In the experimental results, the operation of the DC-µG is presented under principle operating conditions, all of them with the objective of evaluating the response of the DC bus to disturbances caused by the connection and disconnection of energy sources and real electronic loads. Throughout the different tests carried out, it was observed that the voltage bus of the proposed DC-µG remains within the operating range established in the design, and in each case the transitory response time ranged between 4 and 20 s. These periods are suitable for the design of the DC-µG because the voltage peaks and drops in the DC bus do not exceed 5% of the nominal value of the bus, this period is defined by the capacitance that the bus presents, that increased with the use of the bank of supercapacitors. This can result in the proposed bus voltage of the DC-µG being able to achieve short-term stability after being exposed to different disturbances. In addition, in the experiments performed, no inconvenience was observed in the operation of the power converters, so it is suggested that it is possible to extrapolate the design of the proposed DC-µG to a higher power.
Our proposal for administration and energy control of a DC-µG based on a state machine that presents response times similar to those shown in [
30]. The authors obtained times between 4 and 37 s in 15 different operation modes using a supervisory control based on a state machine to satisfy the energy demand of an AC/DC µG and a FC to maintain the S°C of a BB. The effectiveness of the proposed was evaluated through extensive numeric simulations.

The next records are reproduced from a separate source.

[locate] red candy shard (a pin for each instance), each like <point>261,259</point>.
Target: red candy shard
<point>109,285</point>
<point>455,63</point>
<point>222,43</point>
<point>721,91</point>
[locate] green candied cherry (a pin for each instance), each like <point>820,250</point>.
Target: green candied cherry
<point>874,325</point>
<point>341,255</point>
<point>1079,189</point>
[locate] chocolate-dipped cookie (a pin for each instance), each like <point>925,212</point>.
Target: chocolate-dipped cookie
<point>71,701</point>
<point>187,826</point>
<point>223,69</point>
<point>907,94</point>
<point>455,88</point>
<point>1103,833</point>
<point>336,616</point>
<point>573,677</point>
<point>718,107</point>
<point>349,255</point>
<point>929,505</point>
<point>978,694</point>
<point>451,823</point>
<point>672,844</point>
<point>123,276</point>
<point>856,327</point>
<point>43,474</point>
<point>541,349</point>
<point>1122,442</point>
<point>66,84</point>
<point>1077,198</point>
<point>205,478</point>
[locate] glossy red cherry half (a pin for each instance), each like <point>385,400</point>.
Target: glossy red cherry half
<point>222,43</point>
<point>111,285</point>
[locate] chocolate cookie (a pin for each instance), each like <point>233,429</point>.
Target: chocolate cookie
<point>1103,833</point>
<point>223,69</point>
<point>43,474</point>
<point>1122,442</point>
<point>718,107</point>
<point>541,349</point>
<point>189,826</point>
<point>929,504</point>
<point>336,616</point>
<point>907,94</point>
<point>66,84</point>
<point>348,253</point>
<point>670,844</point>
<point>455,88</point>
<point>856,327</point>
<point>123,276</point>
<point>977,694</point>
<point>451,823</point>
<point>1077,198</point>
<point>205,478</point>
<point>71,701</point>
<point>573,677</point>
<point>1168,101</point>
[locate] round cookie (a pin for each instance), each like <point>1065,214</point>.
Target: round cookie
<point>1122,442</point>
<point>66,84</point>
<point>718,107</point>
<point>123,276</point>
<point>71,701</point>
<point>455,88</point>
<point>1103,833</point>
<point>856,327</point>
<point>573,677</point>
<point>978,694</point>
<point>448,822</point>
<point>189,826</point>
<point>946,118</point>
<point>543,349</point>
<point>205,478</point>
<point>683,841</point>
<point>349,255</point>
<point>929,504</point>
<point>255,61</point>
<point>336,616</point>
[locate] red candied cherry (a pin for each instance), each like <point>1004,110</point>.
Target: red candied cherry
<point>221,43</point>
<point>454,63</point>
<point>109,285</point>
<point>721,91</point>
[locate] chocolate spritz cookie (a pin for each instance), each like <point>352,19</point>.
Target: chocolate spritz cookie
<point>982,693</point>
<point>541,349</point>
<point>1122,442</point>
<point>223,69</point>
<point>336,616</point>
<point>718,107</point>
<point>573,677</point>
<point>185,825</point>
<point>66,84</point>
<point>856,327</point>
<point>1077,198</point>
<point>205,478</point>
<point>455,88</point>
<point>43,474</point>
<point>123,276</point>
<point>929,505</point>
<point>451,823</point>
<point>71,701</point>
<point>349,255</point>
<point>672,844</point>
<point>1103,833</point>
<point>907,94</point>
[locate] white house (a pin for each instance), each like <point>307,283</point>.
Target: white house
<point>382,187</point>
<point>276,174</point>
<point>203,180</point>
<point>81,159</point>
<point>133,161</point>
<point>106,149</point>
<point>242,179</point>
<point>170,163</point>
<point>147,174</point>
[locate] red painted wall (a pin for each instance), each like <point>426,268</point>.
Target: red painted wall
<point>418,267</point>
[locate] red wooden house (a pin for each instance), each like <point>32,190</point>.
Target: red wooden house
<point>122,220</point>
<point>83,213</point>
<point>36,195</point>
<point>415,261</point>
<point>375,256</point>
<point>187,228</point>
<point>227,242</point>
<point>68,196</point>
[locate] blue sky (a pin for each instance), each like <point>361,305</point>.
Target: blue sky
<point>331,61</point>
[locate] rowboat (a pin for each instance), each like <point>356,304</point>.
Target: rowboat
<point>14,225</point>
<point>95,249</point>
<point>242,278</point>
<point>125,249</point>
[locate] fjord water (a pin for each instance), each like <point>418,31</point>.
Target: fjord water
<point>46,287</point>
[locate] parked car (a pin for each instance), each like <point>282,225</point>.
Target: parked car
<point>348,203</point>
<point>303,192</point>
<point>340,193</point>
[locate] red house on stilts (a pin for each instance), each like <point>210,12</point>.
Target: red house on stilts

During the experiments that were carried out in this research, problems related to system instability caused by the dynamic interaction of the converters and/or impedances were not observed. For the design of the PECs, design techniques such as the one reported by [
31] were used, taking into account whether the PEC commutes at a frequency at least ten times greater than the dynamics of the output voltage (or current), the switching noise is not mixed. The control technique used in parallel converters, in addition to the ratio of the impedances of the input/output sources contributed to the dynamics [
32]. However, for future studies, a stability study, under conditions of higher power and a greater number of distributed generations (DGs) and loads, is necessary to ensure stability in certain interaction scenarios in the MG. If the noise is present in the complete system, a stability analysis can be done using the impedance of the source output filter and the input filter of the loads to find the loop with the lowest gain and evaluate it against criteria such as phase gain- phase margin or others [
33,
34,
35].
Finally, for further study, the dimensioning of the components of the DC-µG proposed in order to make it economically viable will be considered. The methodology proposed by [
36] is viable for this purpose because it demonstrates the effectiveness of a sizing method based on genetic algorithms applied to EMS similar to that proposed in this article. From the point of view of power electronics, the increase in the number of DGs represents a greater number of switched power converters. Dynamics under voltage drop conditions could present a problem in the stability of the DC bus.